After BART went on strike in August, Governor Jerry Brown imposed a 60-day “cooling off ” period. After the 60 days ended, negotiations between union workers and BART management continued, but as the workers neglected to operate the train, commuters remain unsure when it will start running again. First year law student Miles Maurino, whose weekend plans were affected by the BART strike notes, “The California Chamber of Commerce reports that the Bay Area loses $70 million in productivity each day the BART is on strike. For the BART employees to claim that their already high salary is not justified is completely unwarranted by the circumstances,” said Maurino.Much of the controversy is over the worker’s wages. The average base salary for full time station agents and train operators is $56,000 a year, in addition to the average $10,000 of overtime for stations agents and $17,000 for train operators, reports Mother Jones.
The average base salary for full time station agents and train operators is $56,000 a year, in addition to the average $10,000 of overtime for stations agents and $17,000 for train operators, reports Mother Jones.

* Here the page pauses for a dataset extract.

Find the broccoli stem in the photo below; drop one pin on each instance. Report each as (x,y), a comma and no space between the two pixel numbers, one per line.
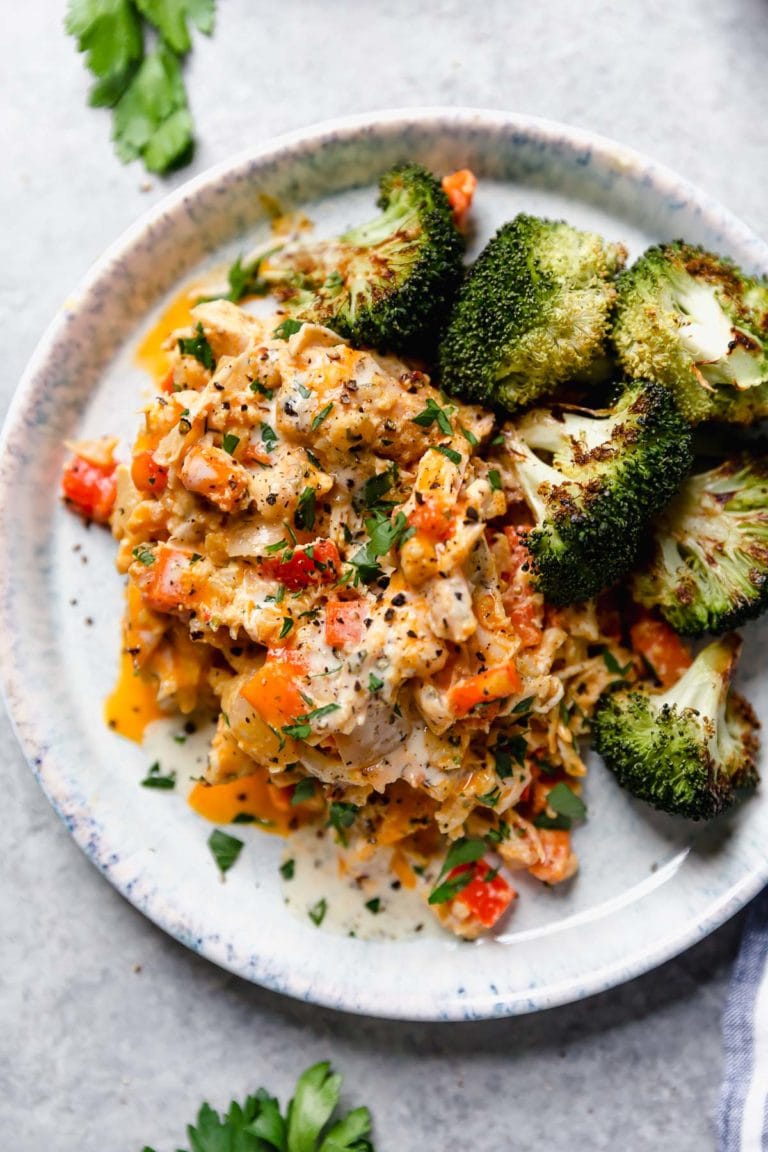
(704,687)
(532,475)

While many look to that salary and wonder why union workers need a higher salary, train operator William Smith says that’s not the only issue. BART management is attempting to change the contract, resulting in more money taken out of their paycheck for pensions and health insurance, according to Smith.
“Our contract states that each year we pay three percent more for medical insurance, but BART wants to up that,” said Smith. Additionally, the contract BART’s management is proposing takes away some union worker’s rights, said Smith: “we want to maintain the current language of our contract.”
The change in contract is likely due to BART’s management hiring a chief negotiator and general manager outside of the Bay Area. “They have no interest to the Bay Area. There are plenty of negotiators within the area that would love to be paid $400,000 to negotiate BART’s contract,” said Smith.
Smith states that it wasn’t his decision to go on the strike, saying that the current management forced it. He adds, “I feel BART is being disingenuous with the riding public. I make no where near what they’ve printed in the papers,” said Smith. “They vilify the workers, yet they hired us.”
Maurino, who doesn’t think contract negotiations justify the negative effects the strike has imposed, finds it crucial for a compromise to be reached and for the trains to start running again because, “BART is the beating heart of the Bay Area,” he concludes.